Contributing

Contributions are welcome — whether that’s bug reports, documentation improvements, or new features. To get started, open an issue on the GitHub issue tracker or submit a pull request.

Development setup

make install      # create venv and install all dev deps via uv
make test         # run pytest
make lint         # ruff format + ruff check --fix
make typecheck    # mypy
make check        # lint + typecheck + test (full CI gate)

Workflow

This project follows strict TDD. Before writing any implementation code:

  1. Pick an open issue from the issue tracker

  2. Write a failing test in tests/ that captures the acceptance criteria

  3. Run make test — confirm it fails for the right reason

  4. Write the minimum implementation to make it pass

  5. Run make check before submitting a pull request

Never write implementation code without a corresponding failing test driving it.

        flowchart TD
    A[Pick an open issue] --> B[Write failing test]
    B --> C{make test\nfails?}
    C -- No --> B
    C -- Yes --> D[Write minimum implementation]
    D --> E{make check\npasses?}
    E -- No --> D
    E -- Yes --> F[Open pull request]
    

Internal contributors use bd (the beads issue tracker) to manage tasks: bd ready lists unblocked issues, bd update <id> --claim claims one.

Validation against lme4

Numerical parity with R’s lme4::lmer() is enforced by the test suite on every CI run. Three scenarios are tested, each with a pre-computed oracle file generated from R:

Scenario

Test file

Groups

Obs

Single random intercept

test_parity_single_re.py

1 (vs statsmodels)

200

Two crossed intercepts

test_parity_two_re.py

2 (firm × dept)

2 000

Three crossed intercepts

test_parity_three_re.py

3 (firm × dept × region)

3 000

The oracle fixtures (tests/fixtures/*.json) are generated by R scripts that run lme4::lmer() and serialise the results. The Python tests load these and assert the following tolerances:

Quantity

Tolerance

How measured

Fixed effects

abs diff < 1e-4

per coefficient

Variance components

rel diff < 5%

per grouping factor + residual

BLUPs (conditional modes)

Pearson r > 0.99

per grouping factor

Conditional residuals

Pearson r > 0.999

across all observations

When adding a new feature that touches estimation, extend the relevant parity test or add a new fixture to keep these tolerances enforced.

Notebook execution policy

All Jupyter notebooks in docs/source/ are pre-executed: outputs are committed to git and Sphinx/MyST-NB renders them as static documents (no kernel required at build time).

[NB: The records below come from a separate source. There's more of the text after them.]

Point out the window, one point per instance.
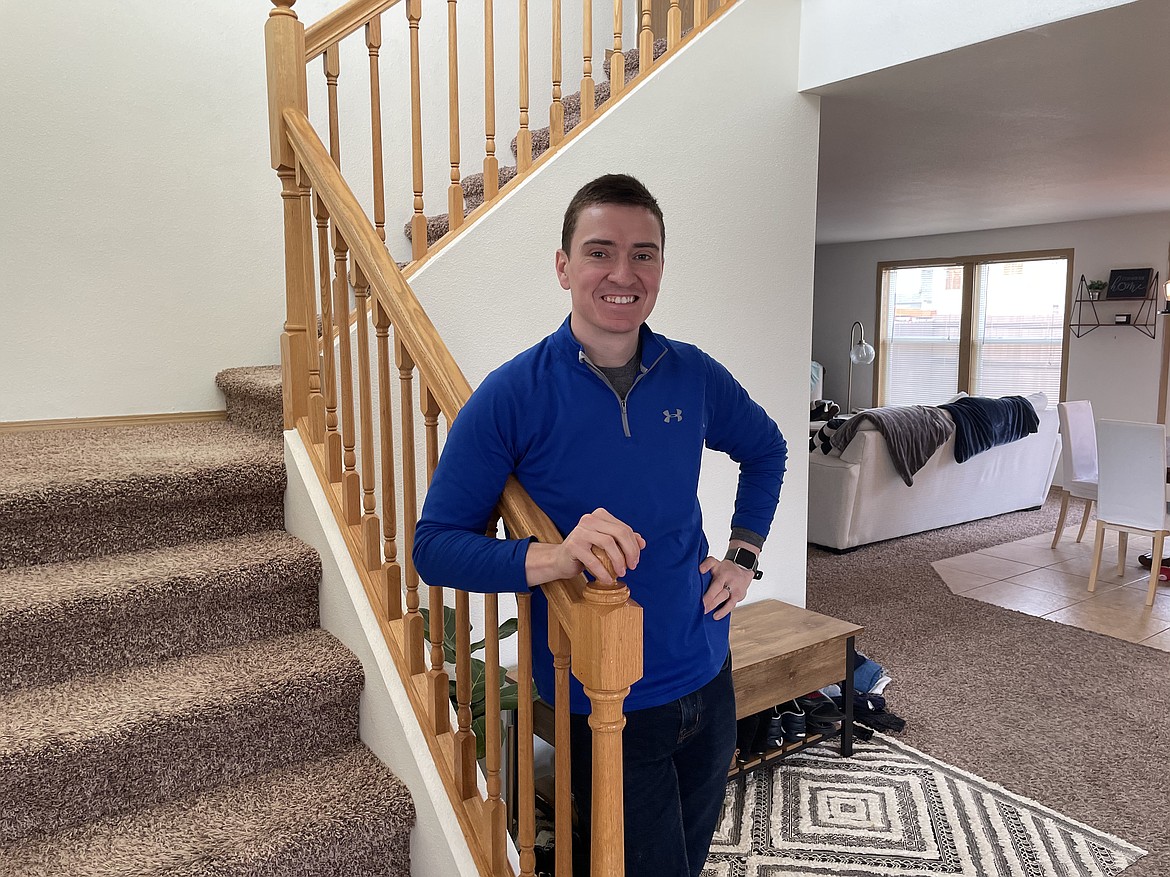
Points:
(988, 325)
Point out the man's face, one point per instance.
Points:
(613, 271)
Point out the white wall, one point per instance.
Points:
(840, 39)
(387, 724)
(729, 149)
(1115, 367)
(140, 233)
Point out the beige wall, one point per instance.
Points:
(840, 39)
(1116, 368)
(139, 241)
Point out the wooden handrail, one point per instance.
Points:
(440, 372)
(339, 23)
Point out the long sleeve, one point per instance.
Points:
(451, 549)
(742, 429)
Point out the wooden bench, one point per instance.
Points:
(780, 651)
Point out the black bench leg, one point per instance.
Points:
(847, 695)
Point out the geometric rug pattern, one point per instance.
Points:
(893, 810)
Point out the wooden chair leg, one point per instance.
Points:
(1098, 547)
(1085, 518)
(1060, 519)
(1155, 567)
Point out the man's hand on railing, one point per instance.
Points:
(598, 529)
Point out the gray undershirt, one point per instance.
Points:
(621, 378)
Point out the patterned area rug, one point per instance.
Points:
(893, 810)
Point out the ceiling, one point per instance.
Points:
(1065, 122)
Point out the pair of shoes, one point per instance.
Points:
(824, 409)
(821, 715)
(1147, 560)
(786, 724)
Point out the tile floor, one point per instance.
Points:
(1030, 577)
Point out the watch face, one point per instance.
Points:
(744, 558)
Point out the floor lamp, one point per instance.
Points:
(860, 353)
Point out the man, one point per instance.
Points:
(604, 423)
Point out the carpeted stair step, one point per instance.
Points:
(473, 186)
(122, 610)
(96, 746)
(253, 395)
(343, 814)
(71, 494)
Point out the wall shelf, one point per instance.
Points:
(1085, 317)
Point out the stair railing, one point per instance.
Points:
(352, 325)
(467, 199)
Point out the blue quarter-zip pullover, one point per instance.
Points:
(551, 419)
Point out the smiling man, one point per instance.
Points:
(604, 423)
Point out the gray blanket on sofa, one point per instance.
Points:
(913, 434)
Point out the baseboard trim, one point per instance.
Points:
(121, 420)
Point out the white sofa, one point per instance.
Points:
(859, 498)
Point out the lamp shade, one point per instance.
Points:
(861, 353)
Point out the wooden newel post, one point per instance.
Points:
(288, 90)
(607, 662)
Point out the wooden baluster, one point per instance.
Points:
(610, 630)
(525, 768)
(674, 25)
(436, 677)
(350, 482)
(418, 220)
(557, 111)
(494, 807)
(332, 64)
(316, 409)
(490, 163)
(559, 647)
(335, 450)
(373, 45)
(454, 191)
(412, 621)
(617, 60)
(524, 137)
(284, 50)
(587, 91)
(391, 570)
(331, 439)
(645, 40)
(371, 527)
(466, 773)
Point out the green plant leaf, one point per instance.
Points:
(508, 628)
(480, 726)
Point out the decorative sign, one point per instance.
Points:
(1129, 283)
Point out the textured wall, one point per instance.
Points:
(840, 39)
(140, 233)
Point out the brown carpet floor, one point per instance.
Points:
(1073, 719)
(169, 703)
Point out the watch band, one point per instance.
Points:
(748, 559)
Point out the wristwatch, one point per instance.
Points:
(748, 559)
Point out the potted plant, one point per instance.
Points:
(509, 691)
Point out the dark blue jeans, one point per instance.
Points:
(675, 761)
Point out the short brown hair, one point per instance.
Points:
(619, 188)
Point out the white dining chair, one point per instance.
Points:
(1078, 462)
(1131, 491)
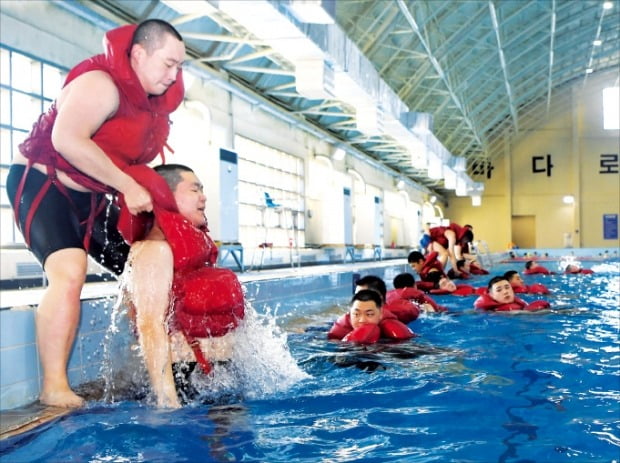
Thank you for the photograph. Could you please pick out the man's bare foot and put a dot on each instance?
(65, 398)
(168, 403)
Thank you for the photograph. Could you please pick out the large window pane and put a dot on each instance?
(5, 107)
(263, 169)
(5, 68)
(26, 73)
(5, 147)
(26, 110)
(52, 81)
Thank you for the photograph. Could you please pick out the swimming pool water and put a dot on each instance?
(472, 387)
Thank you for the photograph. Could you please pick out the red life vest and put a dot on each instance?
(474, 269)
(410, 294)
(431, 264)
(389, 327)
(437, 234)
(461, 290)
(539, 270)
(136, 133)
(583, 271)
(208, 301)
(486, 302)
(535, 288)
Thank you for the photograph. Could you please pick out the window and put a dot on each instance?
(611, 108)
(27, 88)
(267, 175)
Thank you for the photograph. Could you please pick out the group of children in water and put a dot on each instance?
(376, 313)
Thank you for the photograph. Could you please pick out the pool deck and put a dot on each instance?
(20, 420)
(16, 421)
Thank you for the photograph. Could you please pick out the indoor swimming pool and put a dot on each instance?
(471, 387)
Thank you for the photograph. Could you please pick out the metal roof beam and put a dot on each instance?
(410, 19)
(502, 61)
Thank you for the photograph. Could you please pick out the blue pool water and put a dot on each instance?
(472, 387)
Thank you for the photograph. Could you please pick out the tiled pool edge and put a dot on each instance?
(19, 362)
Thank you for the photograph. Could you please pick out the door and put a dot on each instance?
(524, 231)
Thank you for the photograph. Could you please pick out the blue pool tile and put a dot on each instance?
(18, 364)
(16, 327)
(18, 394)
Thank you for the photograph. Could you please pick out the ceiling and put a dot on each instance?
(486, 71)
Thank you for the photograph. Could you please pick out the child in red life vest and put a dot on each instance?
(534, 268)
(405, 310)
(207, 302)
(575, 268)
(367, 321)
(405, 291)
(425, 265)
(441, 284)
(500, 297)
(519, 286)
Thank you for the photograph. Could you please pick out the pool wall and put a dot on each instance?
(20, 372)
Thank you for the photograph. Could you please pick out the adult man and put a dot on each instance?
(112, 112)
(450, 243)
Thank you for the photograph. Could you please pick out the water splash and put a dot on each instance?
(261, 363)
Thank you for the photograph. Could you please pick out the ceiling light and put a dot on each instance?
(339, 154)
(312, 11)
(449, 178)
(435, 166)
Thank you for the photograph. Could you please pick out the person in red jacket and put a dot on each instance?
(500, 297)
(405, 310)
(405, 292)
(450, 242)
(425, 265)
(534, 268)
(172, 265)
(575, 268)
(367, 322)
(112, 112)
(441, 284)
(519, 286)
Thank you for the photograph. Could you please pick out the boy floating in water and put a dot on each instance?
(519, 286)
(367, 321)
(501, 298)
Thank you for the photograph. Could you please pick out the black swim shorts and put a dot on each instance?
(59, 224)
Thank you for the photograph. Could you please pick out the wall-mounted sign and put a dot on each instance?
(610, 226)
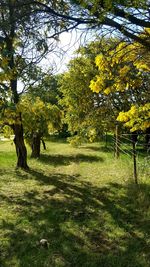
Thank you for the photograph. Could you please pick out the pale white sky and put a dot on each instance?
(68, 43)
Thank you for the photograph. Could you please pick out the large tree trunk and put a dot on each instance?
(36, 145)
(20, 146)
(147, 139)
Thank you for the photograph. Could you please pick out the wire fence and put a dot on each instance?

Rationale: fit() uses BOBYQA optimisation and bootstrapping whose numerical outputs vary across environments and scipy versions. Run-on-build would require the full scipy/numpy/pandas/sparse stack in CI, slow builds significantly, and risk non-deterministic diffs. Pre-executed notebooks serve as stable documentation artifacts showing canonical outputs.

Trade-off: Notebooks must be re-executed manually before each release. This is a discipline requirement, not a technical one.

Release checklist addition: Before tagging a release, re-execute every notebook and commit the fresh outputs:

# From the repo root, with the dev environment active:
jupyter nbconvert --to notebook --execute --inplace docs/source/*.ipynb
git add docs/source/*.ipynb
git commit -m "docs: re-execute notebooks for vX.Y.Z"

Releasing a new version

Releases are fully automated once a version tag is pushed.

Steps:

  1. Bump version in pyproject.toml

  2. Commit the bump:

    git commit -am "chore: bump to vX.Y.Z"
    git push
    
  3. Tag and push:

    git tag vX.Y.Z
    git push origin vX.Y.Z
    

The publish workflow triggers automatically on v* tags and:

  • Runs the full CI gate (lint + typecheck + tests)

  • Publishes the wheel and sdist to PyPI (silently skips if the version already exists)

  • Creates a GitHub Release with auto-generated release notes

Note: Do not push a tag without first bumping the version in pyproject.toml — PyPI will reject a duplicate version and the workflow will skip the publish step.